It is summertime here, just entering the holiday season, and the Rudd government had no need to prorogue parliament like their Canadian counterparts. But the final days of sitting did require cleaning up the legislative leftovers. Turnbulls first gaffe was to force shadow colleagues to change stance on some key bills. Having achieved that step he assumed his parliamentary colleagues would simply follow suit, instead he managed to split his team three ways.

His second gaffe was in response to a Rudd government statement on security. Turnbull told parliament : Turnbull said Australia had to "work energetically through our international partnerships with our major allies - the US, Japan, China, Indonesia, India - and of course our kindred allies, our historically closest allies, such as New Zealand, the UK and Canada."

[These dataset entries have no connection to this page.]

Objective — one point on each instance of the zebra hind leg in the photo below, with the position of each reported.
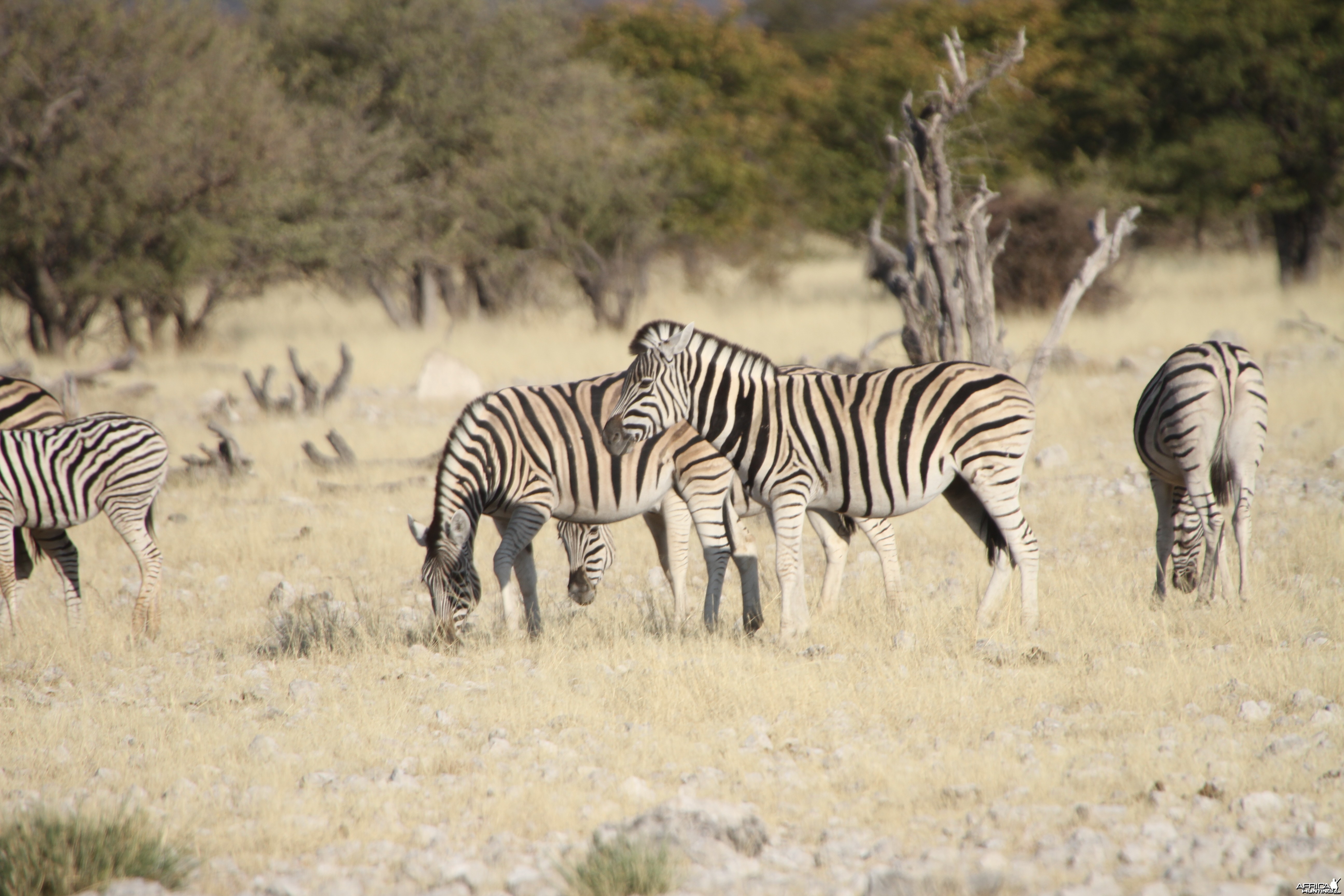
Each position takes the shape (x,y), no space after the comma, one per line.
(57,545)
(835,533)
(134,530)
(9,584)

The leader of the country’s opposition, it seems, simply doesn’t understand the language of international protocol. "China is a long-term friend of Australia; the US, by contrast, has been, for more than half a century, an ally of Australia. That's a term which has a specific definition as a military alliance containing reciprocal defence obligations.”

Australia – NSW

The lower house of the NSW state parliament is not called the bear pit for nothing, in fact both houses rank among the most robust, if crude, parliamentary performers on the planet. They ended the year in fitting style when yet another prominent member was punished for untoward behaviour.

National Party MP Andrew Fraser was sacked as an opposition spokesman after ‘shoving’ a female colleague during an incident on the floor of the house. He also faces further sanctions for yelling at the Government's leader of the house, John Aquilina during the incident. Fraser is just one in a long list of MPs, government and opposition, who have failed basic decency criteria this year.

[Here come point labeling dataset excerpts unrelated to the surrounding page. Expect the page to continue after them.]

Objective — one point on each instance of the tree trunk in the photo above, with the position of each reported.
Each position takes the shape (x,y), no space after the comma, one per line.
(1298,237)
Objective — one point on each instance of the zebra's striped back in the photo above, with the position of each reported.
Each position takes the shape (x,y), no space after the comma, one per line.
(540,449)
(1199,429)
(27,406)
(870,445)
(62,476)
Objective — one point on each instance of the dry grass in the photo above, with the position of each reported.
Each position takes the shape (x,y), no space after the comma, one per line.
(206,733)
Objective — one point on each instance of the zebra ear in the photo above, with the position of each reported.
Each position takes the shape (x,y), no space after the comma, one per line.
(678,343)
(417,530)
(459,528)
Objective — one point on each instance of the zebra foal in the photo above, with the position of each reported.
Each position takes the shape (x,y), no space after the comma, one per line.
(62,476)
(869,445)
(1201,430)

More worrying is that through all this the government managed to slip two reprehensible measures through in the dying days of parliament, both self serving to this poor excuse for government. The first was a sop to two members of the upper house, both with the rump Shooters Party.

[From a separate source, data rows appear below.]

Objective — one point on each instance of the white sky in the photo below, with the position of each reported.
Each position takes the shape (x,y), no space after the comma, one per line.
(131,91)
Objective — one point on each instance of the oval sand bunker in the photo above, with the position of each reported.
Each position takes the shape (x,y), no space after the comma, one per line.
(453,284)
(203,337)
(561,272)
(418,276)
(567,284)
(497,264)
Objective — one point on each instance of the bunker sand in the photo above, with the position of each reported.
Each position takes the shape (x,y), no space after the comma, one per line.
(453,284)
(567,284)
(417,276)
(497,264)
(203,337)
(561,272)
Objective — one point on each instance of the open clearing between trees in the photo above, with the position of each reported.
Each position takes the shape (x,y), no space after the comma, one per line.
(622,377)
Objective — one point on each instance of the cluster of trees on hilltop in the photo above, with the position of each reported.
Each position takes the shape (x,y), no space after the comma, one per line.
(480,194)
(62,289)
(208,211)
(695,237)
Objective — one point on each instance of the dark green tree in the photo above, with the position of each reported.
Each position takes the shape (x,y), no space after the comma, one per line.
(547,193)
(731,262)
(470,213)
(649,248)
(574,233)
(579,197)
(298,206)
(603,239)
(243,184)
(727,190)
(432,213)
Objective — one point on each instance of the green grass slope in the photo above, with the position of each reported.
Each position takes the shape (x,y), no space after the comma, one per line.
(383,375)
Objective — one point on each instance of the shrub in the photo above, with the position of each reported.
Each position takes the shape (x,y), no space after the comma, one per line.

Under an amendment to the Domestic Violence Act, successfully introduced by the NSW Shooters party on Thursday, men who have previously been the subject of apprehended violence orders that have expired will be able to have the orders revoked so they can regain gun licences. Good one NSW!

The second odious measure allows NSW Lotteries products including Saturday Lotto, Powerball and Oz Lotto and other gambling games to be sold 24/7 by phone or internet. NSW already has one of the worlds highest gambling rates, with tougher economic times surely less rather than more temptation is needed.